The UK medicines regulator, the MHRA, said it carried out a “rigorous review” of the vaccine in adolescents, aged 12 to 15, in early June.
The company said the vaccine is safe and effective in this age group and the benefits outweigh any risks.
Dr June Raine, chief executive of the Medicines and Healthcare products Regulatory Agency (MHRA) said the safety of the vaccine in 12 to 15-year-olds would be carefully monitored.
Dr Raine said: “No extension to an authorisation would be approved unless the expected standards of safety, quality and effectiveness have been met.”

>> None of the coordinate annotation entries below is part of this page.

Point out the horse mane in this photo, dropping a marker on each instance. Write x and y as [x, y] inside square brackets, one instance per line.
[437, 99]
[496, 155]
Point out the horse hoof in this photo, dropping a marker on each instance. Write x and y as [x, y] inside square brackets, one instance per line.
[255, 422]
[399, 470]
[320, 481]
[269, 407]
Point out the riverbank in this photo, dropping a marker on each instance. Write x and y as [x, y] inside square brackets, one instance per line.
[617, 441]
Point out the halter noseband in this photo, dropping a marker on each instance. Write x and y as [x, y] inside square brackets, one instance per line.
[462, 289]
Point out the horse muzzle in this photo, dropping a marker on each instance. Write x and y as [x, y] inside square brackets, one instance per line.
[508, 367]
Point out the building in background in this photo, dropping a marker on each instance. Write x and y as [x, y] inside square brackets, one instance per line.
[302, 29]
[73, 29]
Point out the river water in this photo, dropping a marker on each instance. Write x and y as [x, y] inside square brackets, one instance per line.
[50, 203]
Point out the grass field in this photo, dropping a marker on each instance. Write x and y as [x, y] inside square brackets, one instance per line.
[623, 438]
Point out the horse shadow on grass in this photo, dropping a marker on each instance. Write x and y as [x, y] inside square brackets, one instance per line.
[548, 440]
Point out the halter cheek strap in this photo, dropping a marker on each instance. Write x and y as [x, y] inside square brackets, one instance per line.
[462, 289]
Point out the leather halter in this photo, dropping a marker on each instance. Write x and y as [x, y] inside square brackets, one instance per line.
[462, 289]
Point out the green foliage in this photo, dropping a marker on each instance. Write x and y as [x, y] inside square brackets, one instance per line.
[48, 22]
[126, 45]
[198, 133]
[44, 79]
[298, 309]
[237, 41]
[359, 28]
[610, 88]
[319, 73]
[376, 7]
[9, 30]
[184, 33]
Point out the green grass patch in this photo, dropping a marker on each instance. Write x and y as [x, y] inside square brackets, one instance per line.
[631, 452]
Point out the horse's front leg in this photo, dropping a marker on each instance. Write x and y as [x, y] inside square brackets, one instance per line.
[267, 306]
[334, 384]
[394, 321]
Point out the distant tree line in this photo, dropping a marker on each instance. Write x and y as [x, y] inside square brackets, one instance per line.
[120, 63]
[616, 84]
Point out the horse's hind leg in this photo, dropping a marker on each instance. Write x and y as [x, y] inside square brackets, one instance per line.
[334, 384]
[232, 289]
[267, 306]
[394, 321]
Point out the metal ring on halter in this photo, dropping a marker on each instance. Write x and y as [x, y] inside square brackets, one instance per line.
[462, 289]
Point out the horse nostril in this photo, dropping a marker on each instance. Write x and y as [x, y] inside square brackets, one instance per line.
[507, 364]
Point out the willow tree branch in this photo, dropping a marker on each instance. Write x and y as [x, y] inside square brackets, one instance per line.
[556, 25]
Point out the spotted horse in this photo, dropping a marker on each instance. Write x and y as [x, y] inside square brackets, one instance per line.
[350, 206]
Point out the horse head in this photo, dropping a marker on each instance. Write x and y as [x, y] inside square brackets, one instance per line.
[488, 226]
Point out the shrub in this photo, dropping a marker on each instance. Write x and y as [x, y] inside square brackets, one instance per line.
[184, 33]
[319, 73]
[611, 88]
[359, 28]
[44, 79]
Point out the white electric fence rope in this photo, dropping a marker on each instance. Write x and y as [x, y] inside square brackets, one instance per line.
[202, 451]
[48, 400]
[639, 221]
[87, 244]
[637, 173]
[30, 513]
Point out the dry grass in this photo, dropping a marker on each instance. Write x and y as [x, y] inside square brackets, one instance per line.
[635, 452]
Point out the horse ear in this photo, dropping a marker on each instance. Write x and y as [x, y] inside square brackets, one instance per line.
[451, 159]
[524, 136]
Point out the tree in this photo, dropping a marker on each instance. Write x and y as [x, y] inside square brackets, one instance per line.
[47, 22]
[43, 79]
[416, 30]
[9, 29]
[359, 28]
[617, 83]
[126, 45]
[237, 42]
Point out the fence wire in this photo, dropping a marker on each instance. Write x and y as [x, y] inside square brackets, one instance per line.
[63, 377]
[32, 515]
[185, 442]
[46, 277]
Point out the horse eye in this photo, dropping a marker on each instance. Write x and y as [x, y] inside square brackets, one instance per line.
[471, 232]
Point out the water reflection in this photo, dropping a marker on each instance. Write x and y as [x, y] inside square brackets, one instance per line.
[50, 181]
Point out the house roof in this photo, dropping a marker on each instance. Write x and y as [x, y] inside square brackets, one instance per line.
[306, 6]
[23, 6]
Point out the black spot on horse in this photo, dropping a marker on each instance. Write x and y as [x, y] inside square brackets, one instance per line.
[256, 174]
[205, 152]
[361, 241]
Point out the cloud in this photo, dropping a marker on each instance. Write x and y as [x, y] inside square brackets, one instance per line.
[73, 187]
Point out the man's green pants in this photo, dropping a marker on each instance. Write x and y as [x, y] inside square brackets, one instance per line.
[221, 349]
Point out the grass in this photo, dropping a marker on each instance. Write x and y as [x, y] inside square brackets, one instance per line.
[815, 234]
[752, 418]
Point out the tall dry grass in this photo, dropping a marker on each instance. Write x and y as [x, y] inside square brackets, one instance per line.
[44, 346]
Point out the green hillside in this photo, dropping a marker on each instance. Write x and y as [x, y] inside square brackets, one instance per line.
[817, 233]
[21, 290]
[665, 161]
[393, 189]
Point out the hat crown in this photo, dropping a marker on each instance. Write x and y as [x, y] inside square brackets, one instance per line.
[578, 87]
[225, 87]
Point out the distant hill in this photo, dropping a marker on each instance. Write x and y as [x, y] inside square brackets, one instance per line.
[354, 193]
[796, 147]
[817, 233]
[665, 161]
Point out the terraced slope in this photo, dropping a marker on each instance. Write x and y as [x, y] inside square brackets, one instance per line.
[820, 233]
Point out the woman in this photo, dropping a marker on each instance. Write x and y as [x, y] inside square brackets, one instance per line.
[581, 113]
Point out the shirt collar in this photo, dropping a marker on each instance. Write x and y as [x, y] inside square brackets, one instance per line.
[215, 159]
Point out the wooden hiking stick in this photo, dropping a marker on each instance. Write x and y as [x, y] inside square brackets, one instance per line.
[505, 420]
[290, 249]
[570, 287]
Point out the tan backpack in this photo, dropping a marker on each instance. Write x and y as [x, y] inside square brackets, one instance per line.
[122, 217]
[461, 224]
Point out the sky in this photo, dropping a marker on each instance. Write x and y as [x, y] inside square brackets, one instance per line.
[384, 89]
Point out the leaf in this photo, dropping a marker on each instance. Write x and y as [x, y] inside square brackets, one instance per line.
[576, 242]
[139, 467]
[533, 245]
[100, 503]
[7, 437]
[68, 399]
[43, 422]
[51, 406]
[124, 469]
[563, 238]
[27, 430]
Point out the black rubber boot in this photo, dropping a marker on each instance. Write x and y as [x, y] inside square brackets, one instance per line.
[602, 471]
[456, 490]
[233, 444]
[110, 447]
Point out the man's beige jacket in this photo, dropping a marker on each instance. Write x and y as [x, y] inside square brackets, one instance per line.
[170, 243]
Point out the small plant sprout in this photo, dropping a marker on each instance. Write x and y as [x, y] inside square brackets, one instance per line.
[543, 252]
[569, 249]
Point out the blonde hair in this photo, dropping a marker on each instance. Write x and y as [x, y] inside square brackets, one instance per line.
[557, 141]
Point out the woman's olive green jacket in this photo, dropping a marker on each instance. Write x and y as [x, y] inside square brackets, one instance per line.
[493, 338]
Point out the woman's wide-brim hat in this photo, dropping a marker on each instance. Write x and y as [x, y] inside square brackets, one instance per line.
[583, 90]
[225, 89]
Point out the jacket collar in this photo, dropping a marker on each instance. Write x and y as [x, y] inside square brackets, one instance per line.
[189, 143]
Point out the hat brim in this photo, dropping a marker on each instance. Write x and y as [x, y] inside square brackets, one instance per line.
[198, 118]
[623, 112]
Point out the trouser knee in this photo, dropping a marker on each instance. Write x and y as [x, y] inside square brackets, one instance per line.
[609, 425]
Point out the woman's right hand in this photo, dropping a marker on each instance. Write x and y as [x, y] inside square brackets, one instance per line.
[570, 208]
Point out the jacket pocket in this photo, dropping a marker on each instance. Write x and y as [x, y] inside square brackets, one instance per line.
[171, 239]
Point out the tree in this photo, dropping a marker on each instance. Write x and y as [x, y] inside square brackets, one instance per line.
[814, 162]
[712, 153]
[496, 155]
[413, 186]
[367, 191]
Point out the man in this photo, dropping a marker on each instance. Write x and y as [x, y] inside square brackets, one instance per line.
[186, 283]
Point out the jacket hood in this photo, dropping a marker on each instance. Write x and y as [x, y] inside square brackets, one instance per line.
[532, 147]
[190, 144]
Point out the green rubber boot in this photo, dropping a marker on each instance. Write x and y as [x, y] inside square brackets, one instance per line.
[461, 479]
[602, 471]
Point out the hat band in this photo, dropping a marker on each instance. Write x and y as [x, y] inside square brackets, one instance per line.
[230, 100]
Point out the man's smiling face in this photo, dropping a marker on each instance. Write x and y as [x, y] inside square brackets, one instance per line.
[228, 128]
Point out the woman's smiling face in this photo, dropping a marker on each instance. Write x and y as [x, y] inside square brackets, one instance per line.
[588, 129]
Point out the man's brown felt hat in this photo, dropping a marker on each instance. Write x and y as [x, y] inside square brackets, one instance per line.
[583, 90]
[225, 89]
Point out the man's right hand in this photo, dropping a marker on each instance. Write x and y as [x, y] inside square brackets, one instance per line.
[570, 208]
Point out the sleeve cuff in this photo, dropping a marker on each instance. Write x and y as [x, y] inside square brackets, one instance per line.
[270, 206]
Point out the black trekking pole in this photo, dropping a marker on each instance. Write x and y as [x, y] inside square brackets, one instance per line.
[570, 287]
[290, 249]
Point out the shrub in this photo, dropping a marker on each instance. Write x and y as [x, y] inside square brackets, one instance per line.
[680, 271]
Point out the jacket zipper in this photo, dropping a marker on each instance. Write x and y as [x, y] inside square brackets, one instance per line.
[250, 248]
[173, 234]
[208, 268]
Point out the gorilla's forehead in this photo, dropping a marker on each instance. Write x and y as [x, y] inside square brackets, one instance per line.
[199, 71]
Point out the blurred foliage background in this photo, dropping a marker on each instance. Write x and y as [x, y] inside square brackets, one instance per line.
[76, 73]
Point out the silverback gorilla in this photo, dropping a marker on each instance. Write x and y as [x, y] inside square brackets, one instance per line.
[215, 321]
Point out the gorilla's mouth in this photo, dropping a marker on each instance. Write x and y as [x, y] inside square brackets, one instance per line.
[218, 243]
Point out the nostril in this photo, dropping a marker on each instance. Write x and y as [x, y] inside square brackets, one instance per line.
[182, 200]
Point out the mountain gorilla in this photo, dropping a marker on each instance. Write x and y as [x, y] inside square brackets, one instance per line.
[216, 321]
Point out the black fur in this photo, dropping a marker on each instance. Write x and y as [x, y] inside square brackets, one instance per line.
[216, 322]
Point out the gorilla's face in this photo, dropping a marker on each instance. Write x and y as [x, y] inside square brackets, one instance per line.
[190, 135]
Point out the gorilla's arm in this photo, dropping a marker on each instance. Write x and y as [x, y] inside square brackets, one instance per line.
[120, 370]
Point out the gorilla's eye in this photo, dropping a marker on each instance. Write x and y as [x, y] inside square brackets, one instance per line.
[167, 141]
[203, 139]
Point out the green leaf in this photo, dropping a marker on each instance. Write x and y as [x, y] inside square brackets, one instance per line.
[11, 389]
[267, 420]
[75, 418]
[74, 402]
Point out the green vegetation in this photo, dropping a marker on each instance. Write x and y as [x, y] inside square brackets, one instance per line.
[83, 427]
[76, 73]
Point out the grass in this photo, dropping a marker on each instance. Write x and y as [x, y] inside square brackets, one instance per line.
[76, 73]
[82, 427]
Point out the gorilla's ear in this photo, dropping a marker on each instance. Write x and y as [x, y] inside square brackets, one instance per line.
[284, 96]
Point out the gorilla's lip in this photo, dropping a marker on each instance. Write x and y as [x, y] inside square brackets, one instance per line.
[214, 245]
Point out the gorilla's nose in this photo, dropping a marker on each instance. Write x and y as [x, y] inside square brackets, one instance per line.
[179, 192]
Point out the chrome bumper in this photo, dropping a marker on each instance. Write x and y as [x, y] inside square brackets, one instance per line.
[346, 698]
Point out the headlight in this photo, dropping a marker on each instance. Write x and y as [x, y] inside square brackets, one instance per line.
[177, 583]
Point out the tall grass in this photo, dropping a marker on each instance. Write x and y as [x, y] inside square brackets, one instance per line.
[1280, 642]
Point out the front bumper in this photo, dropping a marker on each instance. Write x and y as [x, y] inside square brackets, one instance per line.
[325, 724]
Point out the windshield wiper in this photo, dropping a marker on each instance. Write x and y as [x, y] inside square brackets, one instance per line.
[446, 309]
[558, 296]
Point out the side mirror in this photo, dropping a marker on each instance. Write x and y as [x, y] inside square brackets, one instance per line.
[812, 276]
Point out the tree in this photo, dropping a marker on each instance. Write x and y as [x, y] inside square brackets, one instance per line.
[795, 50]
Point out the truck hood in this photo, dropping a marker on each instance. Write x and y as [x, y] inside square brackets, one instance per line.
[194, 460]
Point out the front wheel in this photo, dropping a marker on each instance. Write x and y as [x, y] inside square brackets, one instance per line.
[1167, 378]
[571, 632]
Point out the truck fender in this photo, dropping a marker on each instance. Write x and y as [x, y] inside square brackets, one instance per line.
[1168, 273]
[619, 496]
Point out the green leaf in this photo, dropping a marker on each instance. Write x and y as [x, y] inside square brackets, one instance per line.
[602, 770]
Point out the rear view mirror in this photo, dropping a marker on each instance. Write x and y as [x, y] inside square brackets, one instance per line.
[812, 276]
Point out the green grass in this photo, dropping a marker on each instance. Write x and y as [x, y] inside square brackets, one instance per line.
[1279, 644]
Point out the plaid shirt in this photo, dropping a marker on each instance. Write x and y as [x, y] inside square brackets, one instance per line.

At that time former health secretary Matt Hancock said the decision to vaccinate children would be “clinically based”.
He added the UK has enough vaccine supplies to jab children if recommended by the Joint Committee on Vaccination and Immunisation (JCVI).
The JCVI is expected to advise the Government later this summer to determine if and when vaccinations may roll out to children.
The body has been asked to draw up advice about whether those aged 12 to 19 should be vaccinated.
Professor Anthony Harnden, deputy chair of the JCVI, told the BBC: “JCVI are very aware of the issues surrounding both the pros and the cons of vaccinating their children, which we will talk about it in due course, but actually what we need to be absolutely sure is that these vaccines benefit children in some way… so we are looking at this data very carefully.”
Depending on the outcome of the JCVI investigation, children could begin vaccinations as soon as late summer or early autumn.